Every Last.fm track Poper renders emits MusicRecording structured data per Schema.org's official music vocabulary, including byArtist (with full Person or MusicGroup nesting), inAlbum (with MusicAlbum nesting), and image references to the album artwork. This makes the embedding page eligible for Google's music carousel rich result, knowledge panel mentions for the artists you scrobble most, and AI Overview citations when someone searches 'what does [music writer] listen to' or 'top artists on Last.fm 2026'. Without MusicRecording schema, search engines see a generic page with image tags and miss the structured data signal entirely.
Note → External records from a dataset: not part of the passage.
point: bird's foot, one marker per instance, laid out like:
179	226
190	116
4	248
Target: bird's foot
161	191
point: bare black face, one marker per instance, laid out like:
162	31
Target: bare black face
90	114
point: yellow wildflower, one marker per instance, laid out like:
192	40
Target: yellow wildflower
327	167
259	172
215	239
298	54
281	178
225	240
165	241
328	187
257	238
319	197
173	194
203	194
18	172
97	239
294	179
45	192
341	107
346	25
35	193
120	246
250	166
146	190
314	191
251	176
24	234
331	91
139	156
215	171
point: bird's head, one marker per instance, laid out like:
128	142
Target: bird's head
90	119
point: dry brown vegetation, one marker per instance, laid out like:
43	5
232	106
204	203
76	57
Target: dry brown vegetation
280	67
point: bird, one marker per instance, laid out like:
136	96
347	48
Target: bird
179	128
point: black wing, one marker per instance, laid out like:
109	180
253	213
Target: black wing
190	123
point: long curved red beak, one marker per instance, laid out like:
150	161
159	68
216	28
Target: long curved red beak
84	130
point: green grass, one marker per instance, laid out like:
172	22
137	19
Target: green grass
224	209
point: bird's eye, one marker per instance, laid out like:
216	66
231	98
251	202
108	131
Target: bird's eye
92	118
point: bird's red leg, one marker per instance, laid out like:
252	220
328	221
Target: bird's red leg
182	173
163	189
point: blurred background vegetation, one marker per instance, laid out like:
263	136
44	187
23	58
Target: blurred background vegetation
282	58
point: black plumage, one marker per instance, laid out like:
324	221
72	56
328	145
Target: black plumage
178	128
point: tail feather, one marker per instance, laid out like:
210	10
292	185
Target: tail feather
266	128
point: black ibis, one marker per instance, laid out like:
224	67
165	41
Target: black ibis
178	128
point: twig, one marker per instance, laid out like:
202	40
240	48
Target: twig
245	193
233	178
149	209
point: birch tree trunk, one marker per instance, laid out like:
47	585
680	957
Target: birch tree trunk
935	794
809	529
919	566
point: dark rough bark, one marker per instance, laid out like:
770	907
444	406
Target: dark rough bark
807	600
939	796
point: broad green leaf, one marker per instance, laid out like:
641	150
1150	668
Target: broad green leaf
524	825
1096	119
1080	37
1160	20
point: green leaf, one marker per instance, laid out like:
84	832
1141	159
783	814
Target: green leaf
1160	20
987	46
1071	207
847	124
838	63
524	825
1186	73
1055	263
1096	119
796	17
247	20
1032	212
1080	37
Poper also emits MusicGroup schema for the top-artists view and ItemList schema for the rolling-window top-artists/top-albums charts, so the right entity type is announced to search engines for every layout. This single change is the biggest SEO reason to use Poper instead of the official Last.fm static badge image, which emits no structured data of any kind.
A Last.fm feed widget is an embeddable script that displays Last.fm scrobble history (recent tracks, top artists, top albums, listening charts and now-playing state) on any website by talking to the public Last.fm REST API. Modern widgets like Poper hit api.last.fm/2.0/ with a managed API key, emit MusicRecording structured data for SEO, and poll for near-live now-playing updates without requiring a Last.fm Pro subscription.